Contre le durcissement des lois cantonales en matière de cigarette électronique en Suisse

0 a signé. Allez jusqu'à 1 000 !

Groupement ROMAND
Groupement ROMAND a signé la pétition

Des propositions de modifications de loi voient le jour dans les divers cantons suisses dans une optique de santé publique et de protection de la jeunesse. Nombreux sont ceux qui souhaitent voir la cigarette électronique, accessoires compris, placée sur un pied d’égalité avec les produits destinés à être fumés classiques. De tels durcissements ne sont pas sans conséquences : interdiction de faire découvrir les produits en magasins, interdiction de communiquer sur la cigarette électronique, etc.

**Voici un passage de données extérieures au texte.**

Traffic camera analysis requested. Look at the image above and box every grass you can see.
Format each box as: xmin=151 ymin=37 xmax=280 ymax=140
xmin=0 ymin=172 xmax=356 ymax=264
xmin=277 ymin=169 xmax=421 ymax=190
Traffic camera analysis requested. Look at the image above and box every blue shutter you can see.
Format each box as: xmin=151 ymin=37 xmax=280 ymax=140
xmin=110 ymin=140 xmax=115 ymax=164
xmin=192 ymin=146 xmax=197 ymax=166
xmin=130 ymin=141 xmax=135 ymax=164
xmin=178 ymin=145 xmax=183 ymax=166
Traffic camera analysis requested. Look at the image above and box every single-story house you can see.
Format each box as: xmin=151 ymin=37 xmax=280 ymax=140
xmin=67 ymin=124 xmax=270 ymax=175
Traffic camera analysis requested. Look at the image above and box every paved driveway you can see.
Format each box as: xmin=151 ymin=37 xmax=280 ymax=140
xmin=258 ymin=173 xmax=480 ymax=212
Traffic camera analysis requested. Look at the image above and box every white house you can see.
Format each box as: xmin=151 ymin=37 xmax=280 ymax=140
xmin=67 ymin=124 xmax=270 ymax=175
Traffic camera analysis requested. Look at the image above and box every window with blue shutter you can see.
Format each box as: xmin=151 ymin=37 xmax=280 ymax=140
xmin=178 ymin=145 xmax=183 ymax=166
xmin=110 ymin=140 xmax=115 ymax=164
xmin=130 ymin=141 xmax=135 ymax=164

Ces potentielles futures lois représentent une forme de maintien sous tutelle des citoyens suisses majeurs, empêchant l’accès aux fumeurs, au travers d’idéologies et de lois plus strictes que celles en discussion au niveau fédéral (LPTab), à un produit nettement moins nocif.

Revendications
Nous, signataires de cette pétition, demandons que priorité soit donnée à la future loi fédérale (LPTab) et que les lois ne soient pas durcies au niveau cantonal, pour les raisons suivantes :

  • La branche de la cigarette électronique s’est autorégulée pour ce qui est de la protection de la jeunesse : la SVTA (Association des professionnels de la vape en Suisse) et des représentants de la branche se sont réunis sous la direction de Michael Beer de l’OSAV pour établir un Codex d’autorégulation.
    Il stipule notamment que les signataires renoncent fondamentalement à la vente d’objets et produits de la vape contenant de la nicotine aux mineurs et à toute publicité qui s’adresse spécialement aux mineurs.

    Il existe effectivement un vide juridique en Suisse, mais ce dernier n’est pas représentatif de la pratique et sera prochainement comblé par la LPTab.
  • Il n’existe pas de vape passive : une récente étude (Characterization of the Spatial and Temporal Dispersion Differences Between Exhaled E-Cigarette Mist and Cigarette Smoke ; 19 juin 2018) menée entre autres par l’EMPA (Laboratoires fédéraux suisses pour la science et la technologie des matériaux) et l’ETH Zürich (Institut fédéral suisse de technologie) conclut qu’il n’y a aucune accumulation de particules dans une pièce fermée après le vapotage des sujets.

Au vu de ce qui précède, nous estimons qu’il faut maintenir le pouvoir d’essayer les produits dans les lieux de vente, que les produits soient nicotinés ou non.
Ces produits nécessitent des tests de la part des clients et les conseils d’un professionnel pour trouver le matériel le plus adapté à l’arrêt du tabac.
Le risque en cas d’interdiction de vapotage dans les lieux publics (et par conséquent en magasins spécialisés) est que les clients se fournissent sur internet, sans aucun conseil. Ce qui pourrait avoir pour conséquence l’achat de matériel inadapté et le fait que les fumeurs renonceraient rapidement à ce moyen de sevrage tabagique, le matériel acheté n’étant pas adapté à leurs besoins.